I was a college archaeology student in the early 90's when I first saw a film that showed Dennis Stanford doing creative experiments with stone tool technology. I saw archaeology in a new light, and was inspired well beyond seeing simple charts and graphs on paper. Several years later, as a museum technician at the Smithsonian’s Museum of Natural History, I was fortunate to be assigned to work with Dr. Stanford, who was already a lithics legend in North American archaeology. Dennis was not only a scientist, he was a pioneer in experimental archaeology and primitive technology who made the fields accessible to those outside of museum and academic settings. Through his congenial and open demeanor and willingness to share knowledge, Dennis motivated countless people to get out there and experience and connect with our human past. He not only influenced my early career, but also provided the spark for Occoquan Paleotechnic’s origin and ethos. Though we lost him in April of this year, his spirit lives on in our company’s mission of bringing archaeology to life.
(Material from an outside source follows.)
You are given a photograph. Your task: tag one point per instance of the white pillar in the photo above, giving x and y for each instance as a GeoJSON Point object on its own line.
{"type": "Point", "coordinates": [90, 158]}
OccPaleo is proud to share this video on the career of Dennis Stanford. Thank you Ted Timreck and Pegi Jodry for sharing this with the public.
I'll never forget that first film showing real stone tool testing. It was my first glimpse into the science of experimental archaeology and how it could bring the past to life. Over the last 2 decades I have been extremely fortunate to work for Dr. Stanford. The field of archaeology has lost a giant, and the world will miss a wonderful human being.